I always ask my audience when I do my show: what do you hope Criterion does next? They picked Desperate Living a lot, but I always thought Hairspray would probably be the first one they would do. There was a whole lot of Hairspray that was wisely cut out, where Tracy was nasty and a bad girl. You can see those as deleted scenes in the new release, and it’s kind of amazing. Sometimes producers are correct. The movie would not have been the same at all if we had left those in.

Desperate Living (1977)Photo by Steve Yeager/Courtesy of Warner Bros.

What do you feel the current state of play is with ‘trash’ as a label or mode? Do you feel it’s still alive?

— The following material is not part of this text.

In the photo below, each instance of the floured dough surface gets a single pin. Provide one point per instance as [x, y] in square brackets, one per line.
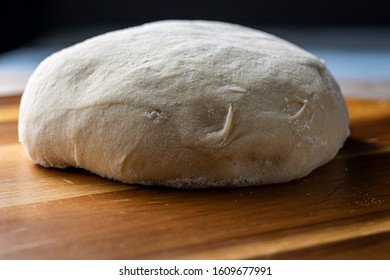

It’s alive, but the people that try to do it try too hard. It’s easy to be disgusting and gross, but it is not easy to make people laugh and change their opinions. I was in a No Kings march recently against Trump and my sign said ‘Trump ruined bad taste’. He did. That’s not even fun anymore.

Is there an exploitation film anymore? The last one I can think of might’ve been Cocaine Bear [2023]. There really is no such thing, because all the things that were in exploitation are in every Hollywood movie now. But horror movies are still the genre. There’s going to be a billion of them now since the last few made all this money and cost nothing, believe me. Move over, Sight and Sound, Fangoria is going to take over.


Hairspray and Desperate Living are on Criterion Collection 4K UHD from 20 July.